Toutes les semaines précédentes restent consultables depuis le calendrier semaine par semaine, utile pour vérifier une date ou relire un examen déjà passé.

Consultez immédiatement, quelle que soit l'heure, si les mouvements du bébé diminuent, changent ou cessent ; si vous perdez du liquide, en particulier teinté de vert, de marron ou de sang ; en cas de saignement, de fièvre supérieure à 38 °C, de contractions douloureuses régulières, de maux de tête intenses avec troubles visuels, ou de douleur en barre au-dessus du nombril. Après le terme, aucun de ces signes ne s'évalue par téléphone : il faut un enregistrement du rythme cardiaque fœtal.

Questions fréquentes

Peut-on vraiment dépasser 42 SA ?

C'est possible dans des situations rares, en général lorsque la datation est incertaine ou qu'un déclenchement a été refusé ou reporté. La grossesse fait alors l'objet d'une surveillance renforcée, quotidienne ou pluri-hebdomadaire, avec une information claire sur les risques. Ce n'est pas la conduite recommandée en France.

Mon application me donne une semaine de plus que ma sage-femme, qui a raison ?

Les deux, dans leur système. Beaucoup d'applications sont réglées sur la convention anglo-saxonne, qui fixe la date prévue d'accouchement à 40 SA, alors que la France retient 41 SA. Une différence d'une semaine s'explique presque toujours ainsi ; la référence à suivre est celle de votre dossier de maternité.

Un bébé né après le terme est-il en meilleure santé parce qu'il est plus mûr ?

Non. La maturité est acquise dès 39 SA environ, et les semaines supplémentaires n'apportent aucun bénéfice démontré. Elles ajoutent du poids et exposent progressivement aux inconvénients du terme dépassé, ce qui est précisément la raison de la limite fixée à 42 SA.

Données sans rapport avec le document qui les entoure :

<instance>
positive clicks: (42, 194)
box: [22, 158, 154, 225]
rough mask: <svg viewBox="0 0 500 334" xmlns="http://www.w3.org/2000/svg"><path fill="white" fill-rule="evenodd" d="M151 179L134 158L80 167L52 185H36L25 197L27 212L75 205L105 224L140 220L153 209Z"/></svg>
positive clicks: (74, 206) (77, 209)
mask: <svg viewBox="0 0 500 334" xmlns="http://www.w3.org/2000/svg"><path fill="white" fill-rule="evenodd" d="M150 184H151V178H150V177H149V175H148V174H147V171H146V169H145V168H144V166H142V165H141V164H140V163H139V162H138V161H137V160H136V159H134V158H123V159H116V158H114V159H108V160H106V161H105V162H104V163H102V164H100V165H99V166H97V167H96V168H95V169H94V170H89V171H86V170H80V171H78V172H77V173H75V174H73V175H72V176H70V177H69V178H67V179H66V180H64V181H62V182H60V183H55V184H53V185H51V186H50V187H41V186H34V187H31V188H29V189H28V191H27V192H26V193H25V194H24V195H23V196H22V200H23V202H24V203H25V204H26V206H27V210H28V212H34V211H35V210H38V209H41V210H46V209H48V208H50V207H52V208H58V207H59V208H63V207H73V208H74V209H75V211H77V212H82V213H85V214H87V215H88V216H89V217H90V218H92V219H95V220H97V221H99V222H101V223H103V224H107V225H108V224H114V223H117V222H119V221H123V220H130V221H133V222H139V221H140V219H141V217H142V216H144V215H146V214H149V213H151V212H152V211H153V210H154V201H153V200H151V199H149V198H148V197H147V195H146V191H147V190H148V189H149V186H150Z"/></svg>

Le déclenchement fait-il perdre la possibilité d'un accouchement physiologique ?

Il en modifie le cadre sans le supprimer. La surveillance du rythme cardiaque est plus souvent continue et la perfusion limite les déplacements, mais la mobilité, les positions, l'usage du ballon et le choix de l'analgésie restent discutables avec l'équipe. Les pratiques varient d'une maternité à l'autre : la question se pose en amont.

Sources : CNGOF, recommandations pour la pratique clinique sur la grossesse prolongée et le terme dépassé ; HAS, déclenchement artificiel du travail à partir de 37 semaines d'aménorrhée et suivi des femmes enceintes ; Assurance Maladie (ameli.fr), datation de la grossesse et fin de grossesse.